Install from GitHub¶

This module can be cloned from the GitHub repo to your local machine.

>>> git clone https://github.com/rutendos/base_content.git

Todo: Add to conda and PyPI

Requirements¶

Implementation is done in python 3 (Python 3.6.3)

This tool relies on bedtools (https://bedtools.readthedocs.io/en/latest/)

Python modules:

argparse (https://docs.python.org/3/howto/argparse.html)

>>> pip install argparse

pandas (https://pandas.pydata.org/)

>>> pip install pandas

numpy (http://www.numpy.org/)

>>> pip install numpy

matplotlib (https://matplotlib.org/)

>>> pip install matplotlib

Input Files¶

The python module takes in a .bed file (ranked_file.center.sorted.bed) from TFEA and plots the base content across positions.

The module can also take in Tfit bed files in the format shown below.

In addition to a a bed file of coordinates, the base_content requires a fasta file of the reference genome. The fasta file should be indexed and also should match the format of the bed file. (Make sure that the genome file has been indexed. If a fasta file is indexed it will have a .fai extension.)

USCS format (chr1:start-stop)
Ensembl/NCBI format (1:start-stop)

Algorithm Overview¶

Running base_content¶

Running in the command line¶

To run base_content with TFEA bedfile in the commandline:

python base_content -r /path/to/reference/hg38.fa -b ./my_bedfile.bed -o /output/dir/ -w 1500 -s experiment_name -t

To run base_content with Tfit or other bedfile in the commandline:

python base_content -r /path/to/reference/hg38.fa -b ./my_bedfile.bed -o /output/dir/ -w 1500 -s experiment_name

Running on Fiji¶

Since Fiji is still running python 2 the recommendation is to load a python 3 environment

>>> module load python/3.6.3

Once an environment has been set, install modules to the environment.

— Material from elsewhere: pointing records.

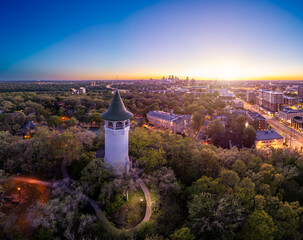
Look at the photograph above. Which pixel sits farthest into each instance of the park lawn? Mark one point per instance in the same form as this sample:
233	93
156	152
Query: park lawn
132	212
16	214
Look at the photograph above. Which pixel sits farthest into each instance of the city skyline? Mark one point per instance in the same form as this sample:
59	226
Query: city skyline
238	40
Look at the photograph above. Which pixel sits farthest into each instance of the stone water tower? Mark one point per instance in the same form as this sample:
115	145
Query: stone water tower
117	123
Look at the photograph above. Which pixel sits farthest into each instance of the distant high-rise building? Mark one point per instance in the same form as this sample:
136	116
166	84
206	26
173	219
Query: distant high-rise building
82	90
252	96
270	100
300	91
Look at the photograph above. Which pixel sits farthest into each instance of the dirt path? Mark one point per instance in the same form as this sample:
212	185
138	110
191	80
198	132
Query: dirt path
94	205
33	181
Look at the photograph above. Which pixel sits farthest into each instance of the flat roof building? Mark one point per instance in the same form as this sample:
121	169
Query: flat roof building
270	100
256	120
290	101
236	103
175	122
297	122
268	138
287	113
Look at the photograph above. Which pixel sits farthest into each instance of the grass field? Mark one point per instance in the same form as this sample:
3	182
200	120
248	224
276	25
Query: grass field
132	212
16	214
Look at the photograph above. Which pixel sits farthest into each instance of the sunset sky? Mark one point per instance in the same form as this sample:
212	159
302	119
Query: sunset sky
205	39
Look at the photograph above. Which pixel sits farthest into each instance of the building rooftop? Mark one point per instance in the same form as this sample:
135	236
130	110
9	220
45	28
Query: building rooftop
117	111
290	110
267	135
256	115
298	119
166	116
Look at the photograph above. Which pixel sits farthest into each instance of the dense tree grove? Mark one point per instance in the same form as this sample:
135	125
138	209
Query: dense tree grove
198	191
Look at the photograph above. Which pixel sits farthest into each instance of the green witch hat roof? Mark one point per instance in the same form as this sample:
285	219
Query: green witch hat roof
117	110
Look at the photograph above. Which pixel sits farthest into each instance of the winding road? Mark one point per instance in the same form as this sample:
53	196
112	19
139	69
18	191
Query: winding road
94	205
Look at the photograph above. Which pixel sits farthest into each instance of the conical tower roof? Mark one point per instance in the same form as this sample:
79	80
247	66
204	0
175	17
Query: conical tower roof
117	111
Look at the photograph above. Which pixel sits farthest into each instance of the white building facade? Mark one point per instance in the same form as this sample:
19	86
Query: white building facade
117	124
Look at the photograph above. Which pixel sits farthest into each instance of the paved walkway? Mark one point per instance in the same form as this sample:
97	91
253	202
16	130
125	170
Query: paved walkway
32	181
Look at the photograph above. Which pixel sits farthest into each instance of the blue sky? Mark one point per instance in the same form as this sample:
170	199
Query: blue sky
206	39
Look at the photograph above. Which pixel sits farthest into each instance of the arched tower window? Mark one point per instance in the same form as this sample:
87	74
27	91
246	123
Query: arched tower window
110	125
119	125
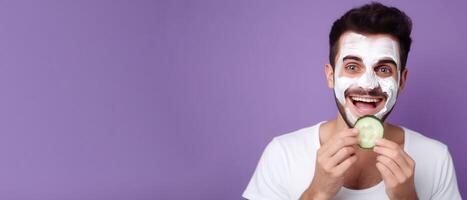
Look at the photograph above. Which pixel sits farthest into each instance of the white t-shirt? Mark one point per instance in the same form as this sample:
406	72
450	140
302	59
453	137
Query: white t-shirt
287	166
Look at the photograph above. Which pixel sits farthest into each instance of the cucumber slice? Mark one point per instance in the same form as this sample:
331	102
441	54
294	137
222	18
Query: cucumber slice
370	128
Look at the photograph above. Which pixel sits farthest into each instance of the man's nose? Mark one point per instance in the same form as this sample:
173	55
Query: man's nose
368	81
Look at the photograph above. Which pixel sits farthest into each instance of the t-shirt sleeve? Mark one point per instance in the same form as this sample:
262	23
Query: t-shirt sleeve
269	179
447	185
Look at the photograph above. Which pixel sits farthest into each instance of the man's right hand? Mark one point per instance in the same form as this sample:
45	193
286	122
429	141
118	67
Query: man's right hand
333	159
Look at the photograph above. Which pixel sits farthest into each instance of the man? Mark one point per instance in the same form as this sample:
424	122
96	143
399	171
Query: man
368	53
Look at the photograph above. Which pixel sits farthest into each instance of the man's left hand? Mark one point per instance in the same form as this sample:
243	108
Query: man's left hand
396	168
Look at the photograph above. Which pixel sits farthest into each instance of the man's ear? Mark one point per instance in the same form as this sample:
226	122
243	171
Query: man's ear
403	79
329	75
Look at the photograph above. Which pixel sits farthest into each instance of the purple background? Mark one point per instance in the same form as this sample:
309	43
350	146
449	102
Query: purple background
177	99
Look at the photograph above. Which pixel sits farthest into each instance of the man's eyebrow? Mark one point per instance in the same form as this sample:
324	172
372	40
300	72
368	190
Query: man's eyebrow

>>> pip3 install numpy pandas matplotlib --user

An example sbatch script for a TFEA bed file is shown below.

..example sbatch:

#!/bin/bash

###Name the job
#SBATCH --job-name=Allen2014_ATGC

###Specify the queue
#SBATCH -p short

###Specify WallTime
#SBATCH --time=0:20:00

### Specify the number of nodes/cores
#SBATCH --nodes=1
#SBATCH --ntasks=1

### Allocate the amount of memory needed
#SBATCH --mem=2gb

### Setting to mail when the job is complete
#SBATCH --error /scratch/Users/rusi2317/projects/gc_content/e_and_o/%x.err
#SBATCH --output /scratch/Users/rusi2317/projects/gc_content/e_and_o/%x.out

### Set your email address
#SBATCH --mail-type=ALL
#SBATCH --mail-user=rutendo.sigauke@ucdenver.edu

module purge
module load python/3.6.3
module load python/3.6.3/numpy
module load python/3.6.3/matplotlib
module load python/3.6.3/pandas
module load bedtools/2.25.0

BIN=/scratch/Users/rusi2317/projects/gc_content/bin

OUTDIR=/scratch/Users/rusi2317/projects/gc_content/analysis/Allen2014_v2

GENOME=/scratch/Users/rusi2317/projects/gc_content/genome

BED=/scratch/Users/rusi2317/projects/tfea/output/Allen2014/TFEA_DMSO_1hr-Nutlin_1hr_3/temp_files

NAME=Allen2014_width1000

##run the base_content

python3 ${BIN}/base_content//base_content -r ${GENOME}/hg19.fa -b ${BED}/ranked_file.center.sorted.bed -o ${OUTDIR}/ -w 1000 -s ${NAME}

A bedfile with about 6000 regions should take no more than 5 minutes on fiji.